Making schoolwork meaningful is also critically important. Strategies for building students’ belonging won’t work if they don’t run directly through academic learning experiences. In a recent focus group I conducted, a student lamented that her middle school mostly prepares her to succeed at more school when she wants to be getting ready for work and life. Students want to be challenged and for their classwork to model real work that is valued out in the world. Project-based learning, like EL Education’s expeditions are a great resource — and are open source!

Lastly, ask the real experts. Students and families know what it takes to establish belonging; School administrators and teachers should solicit their opinions regularly and act on their insights. Annual school climate surveys provide important data, but shorter surveys can be administered more frequently to give teachers real-time feedback that can inform ongoing improvement. Such tools are most effective when paired with direct engagement, using resources like Aspen’s Coming Back to Climate toolkit for student focus groups and empathy interviews.

Policymakers can fund these strategies and do more, like making school meals free and eliminating activity fees. Policymakers can ensure schools are attractive, inviting and healthy, are equipped with air conditioning and proper ventilation and don’t expose children to toxins. As a former education civil rights lawyer, I saw how squalid school buildings signal to students that they don’t belong.

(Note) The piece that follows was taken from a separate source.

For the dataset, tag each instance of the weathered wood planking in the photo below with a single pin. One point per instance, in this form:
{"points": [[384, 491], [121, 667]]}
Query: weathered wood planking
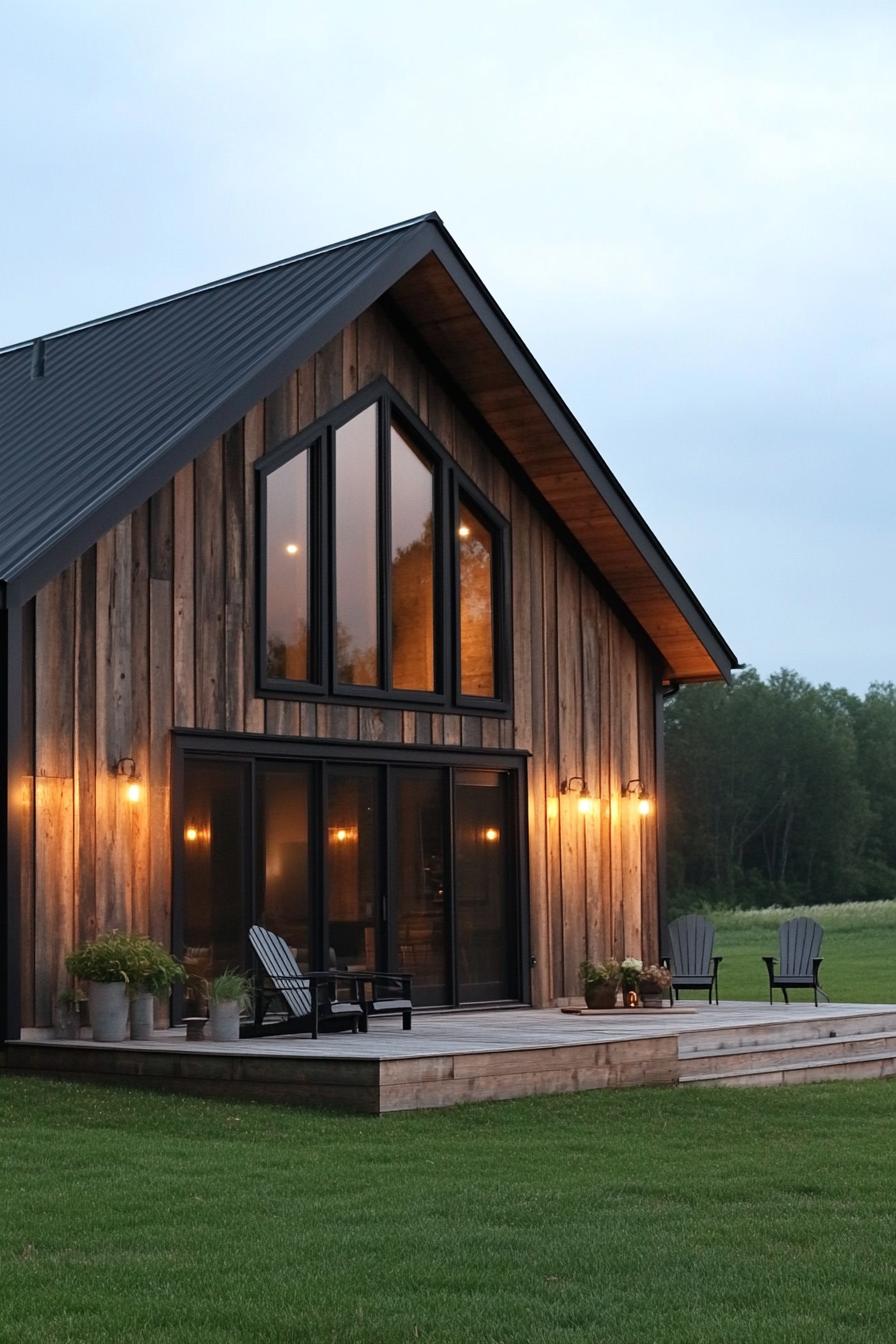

Optimizing schools for belonging benefits broader society by creating civic connection and commitment, which is crucial to America’s diverse democracy. In the workplace, as artificial intelligence and automation displace rote tasks, skills like teamwork, collaboration and collective problem-solving will be highly valued. Cultivating belonging in schools not only enriches individual lives, but drives economic development and social cohesion.Public schools are one of America’s proudest innovations, embodying the idea of E Pluribus, Unum. Every one of America’s cataclysmic ruptures – the Civil War, the Great Depression, the Civil Rights Movement – has centered on core questions of who belongs, and all have been resolved to expand belonging. Seventy years after Brown vs. Board of Education, this generation is called to renew the promise of public education, and of America, by recommitting to the original, as-yet unmet creed of universal belonging.

Ross Wiener is executive director of the Education & Society Program and vice president at the Aspen Institute.